Should I still take the SAT?
The easy answer is yes. Most college admissions officers, including those at test-optional colleges, value the SAT as part of the admissions process. Even if you think standardized tests aren’t your biggest strength, there are some good reasons to take them.
You’ll keep your options open. Most colleges still accept test scores and must encourage them. Remember: Your college list isn’t set in stone: you can change it at any time.
You’ll stand out among the applicants. If you get the score you hope for, and especially if it’s above average for the college, submitting your SAT score can help you in the admissions process. Even if your top choice is one of the rare test-flexible colleges, you should still take the SAT. You may find you’ll do better on it than you have on the AP Exams or other alternatives that the college considers.
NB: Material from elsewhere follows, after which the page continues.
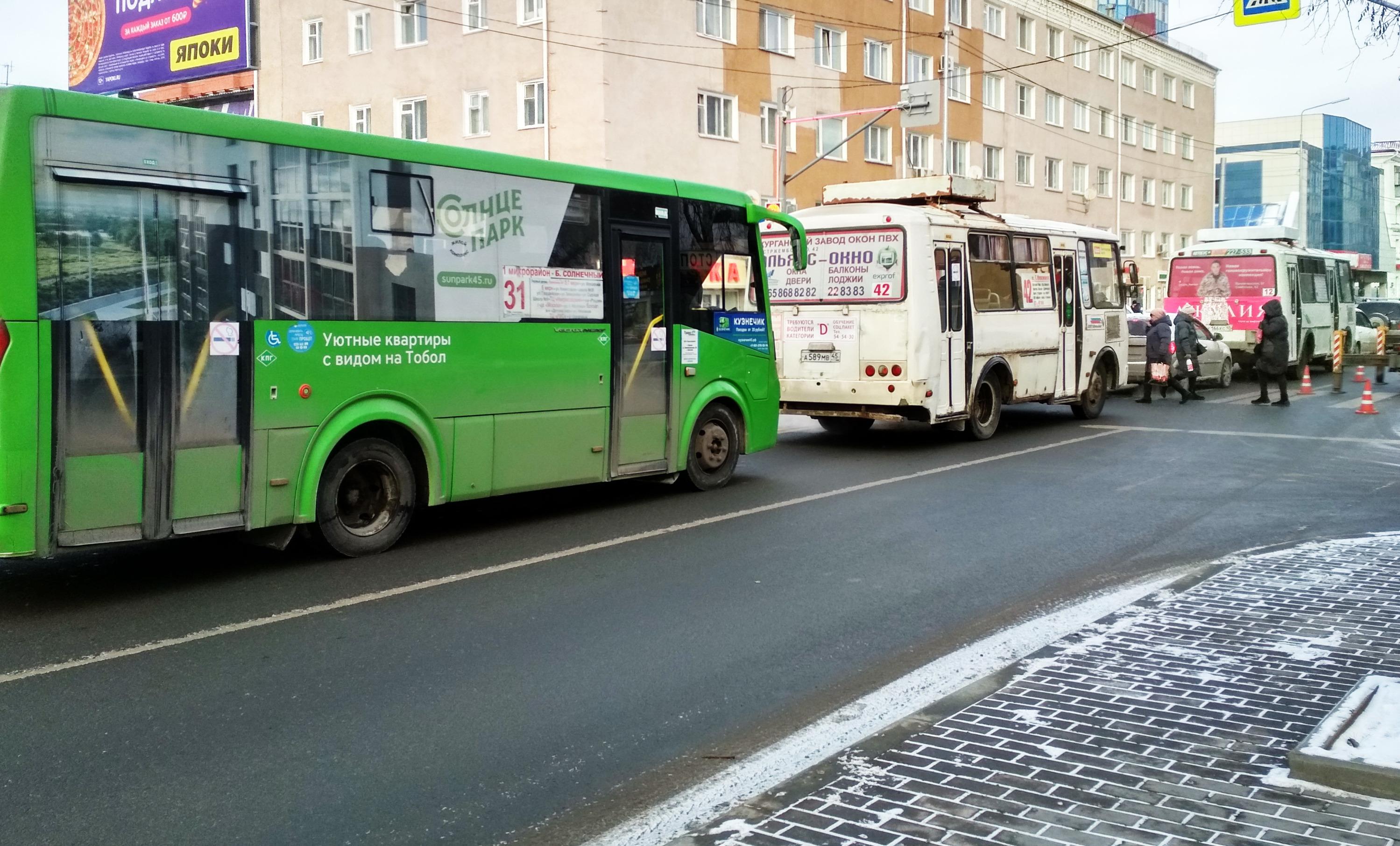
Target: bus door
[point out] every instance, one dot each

And keep in mind that colleges consider test scores in context. Even if your scores aren’t above average for the college, if they’re high for your school or neighborhood, they’ll help you make a great impression.
You could get more than just admission. At some colleges, the only criteria to be eligible for certain scholarships are a minimum SAT/ACT score and GPA. If you don’t take either of these tests, you take yourself out of the running for hundreds of thousands of dollars that could make college more affordable.
A high SAT score can offset a low GPA. If you don’t take the SAT, colleges will have less information about your academic performance. If you have a low GPA but do well on the SAT, you’re letting colleges know you have the potential to succeed in college-level classes.
What if I’m not confident about taking the SAT?
We understand that not everyone feels great about taking tests, but there isn’t any downside to taking the SAT. If you don’t do as well as you want, the decision if and where to send your scores is completely up to you.
Remember, everyone’s situation is different, but we encourage you not to limit your choices. Give yourself every opportunity to succeed. Try taking the SAT. Join study groups or one of the many online practice tests that you can. It never hurts to try.
Key takeaways on test-optional policies
This pandemic has helped colleges turn over a new leaf in the application process where SAT and ACT scores are not required. However, they can still be very beneficial to your entrance into your dream college. Still remain to study hard and submit test scores if applicable. Read over updated lists on what colleges are and aren’t requiring the SAT or ACT test scores.